Before going to the following steps on Vercel, let’s push the project to a Github repository so that Vercel can import it to deploy. You can do it by following the steps explained in the Vercel docs.

Once we push the project to Github, we can import it to Vercel.

Since this is just a test API for the blog, we can keep all the settings as they are and deploy the project.

After the deployment is completed, we can find the domain on the Vercel Dashboard.

We can use this domain in the Kafka HTTP connector.

Creating Upstash Kafka with HTTP Connector

Now, we are going to create a Kafka topic, an HTTP connector attached to that topic.

First, let’s go to the Upstash console and create a Kafka cluster.

We can create the Kafka cluster by following the Kafka docs.

Once we have a cluster, we can create a topic which is going to be connected to our Vercel endpoint through HTTP connector.

After the topic is created, we can now create an Aiven HTTP Connector under Connectors tab.

Let’s fill in the fields as follows.

We need to put our HTTP endpoint running on Vercel to the HTTP URL. As we mentioned before, we can also have DLQs in this connector.

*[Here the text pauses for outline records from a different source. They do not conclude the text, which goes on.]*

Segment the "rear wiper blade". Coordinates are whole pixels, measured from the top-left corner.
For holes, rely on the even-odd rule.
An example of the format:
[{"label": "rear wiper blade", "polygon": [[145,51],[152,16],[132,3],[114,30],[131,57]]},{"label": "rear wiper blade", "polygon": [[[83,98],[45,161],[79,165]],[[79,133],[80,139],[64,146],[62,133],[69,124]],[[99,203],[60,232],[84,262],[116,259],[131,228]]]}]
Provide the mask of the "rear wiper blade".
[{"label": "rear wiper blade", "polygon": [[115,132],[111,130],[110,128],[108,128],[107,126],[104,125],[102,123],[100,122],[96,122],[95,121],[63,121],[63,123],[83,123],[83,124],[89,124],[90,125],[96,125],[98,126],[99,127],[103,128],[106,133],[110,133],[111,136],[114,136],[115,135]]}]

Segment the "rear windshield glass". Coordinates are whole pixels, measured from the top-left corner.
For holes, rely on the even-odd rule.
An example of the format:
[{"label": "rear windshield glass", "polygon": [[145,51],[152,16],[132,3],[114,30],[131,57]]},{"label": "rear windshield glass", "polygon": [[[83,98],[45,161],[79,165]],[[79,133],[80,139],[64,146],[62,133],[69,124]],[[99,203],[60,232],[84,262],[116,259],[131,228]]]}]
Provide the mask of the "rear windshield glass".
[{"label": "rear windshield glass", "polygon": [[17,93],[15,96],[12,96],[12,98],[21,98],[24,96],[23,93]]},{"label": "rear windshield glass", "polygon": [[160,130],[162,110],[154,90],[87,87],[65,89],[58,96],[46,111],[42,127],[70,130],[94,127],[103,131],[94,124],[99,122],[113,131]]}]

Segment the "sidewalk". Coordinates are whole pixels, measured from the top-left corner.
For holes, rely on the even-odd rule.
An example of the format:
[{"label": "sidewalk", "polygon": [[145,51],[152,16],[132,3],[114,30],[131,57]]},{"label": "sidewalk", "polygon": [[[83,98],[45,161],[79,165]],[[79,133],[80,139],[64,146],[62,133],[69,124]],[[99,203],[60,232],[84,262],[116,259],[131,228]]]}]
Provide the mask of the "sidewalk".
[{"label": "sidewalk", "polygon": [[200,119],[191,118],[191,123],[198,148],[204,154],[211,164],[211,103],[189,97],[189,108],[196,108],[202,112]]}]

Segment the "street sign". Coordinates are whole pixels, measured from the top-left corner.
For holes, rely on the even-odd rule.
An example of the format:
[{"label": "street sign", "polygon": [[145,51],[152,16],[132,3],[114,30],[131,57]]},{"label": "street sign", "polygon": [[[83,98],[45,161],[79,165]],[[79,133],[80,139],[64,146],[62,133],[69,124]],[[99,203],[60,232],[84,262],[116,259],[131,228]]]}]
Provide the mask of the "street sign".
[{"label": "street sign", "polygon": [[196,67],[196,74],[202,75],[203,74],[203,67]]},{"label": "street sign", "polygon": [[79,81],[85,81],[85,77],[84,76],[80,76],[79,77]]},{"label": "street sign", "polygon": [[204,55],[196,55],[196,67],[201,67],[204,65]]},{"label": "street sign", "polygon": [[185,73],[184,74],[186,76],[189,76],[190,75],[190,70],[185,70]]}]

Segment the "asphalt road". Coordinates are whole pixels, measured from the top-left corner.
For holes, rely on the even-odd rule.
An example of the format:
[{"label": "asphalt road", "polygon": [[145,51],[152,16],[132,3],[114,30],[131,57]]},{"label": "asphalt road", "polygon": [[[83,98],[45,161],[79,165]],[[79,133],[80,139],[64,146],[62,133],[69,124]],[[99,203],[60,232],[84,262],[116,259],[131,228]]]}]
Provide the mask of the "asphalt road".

In the next step, we can verify the settings of the connector.

{
	"connector.class": "io.aiven.kafka.connect.http.HttpSinkConnector",
	"errors.deadletterqueue.topic.name": "QStash-simulation-dlq",
	"http.authorization.type": "none",
	"http.url": "https://test-oq1c.vercel.app/api/test",
	"key.converter": "org.apache.kafka.connect.storage.StringConverter",
	"topics": "simulation",
	"value.converter": "org.apache.kafka.connect.storage.StringConverter"
}

When we complete the HTTP connector creation, we can go to the Vercel dashboard and open the logs.

To make it easier, you can find the logs in https://vercel.com/<username>-projects/<project name>/logs.

We should see the first GET request has been sent by the connector itself during the creation.

Publish Message to the Test API via Upstash Kafka

This is the easiest part of the process. We can send a message to the Kafka topic and see from logs that the endpoint has been reached.

Let’s open the Kafka cluster from Upstash Kafka console. Open the Kafka topic, which is simulation in this demo. Now, we can produce a message under the Messages tab.

Any message that we are going to send will create a POST request to the endpoint. The data in the POST request is the content of the message in the Kafka topic.

Once we produced the message, we can go back to the Vercel dashboard and see the logs. We should see the logs of the POST request created by the Kafka HTTP connector.

Conclusion

In certain scenarios, there may be a necessity to transmit a greater number of messages than the allocated QStash quota permits. Going beyond these limitations could result in exceptions.

To address this issue, one potential solution is to employ Upstash Kafka alongside an HTTP connector to emulate QStash, as we experienced how to do it with a simple demo project.

If you experience quota problems, you can consider this solution depending on your use case.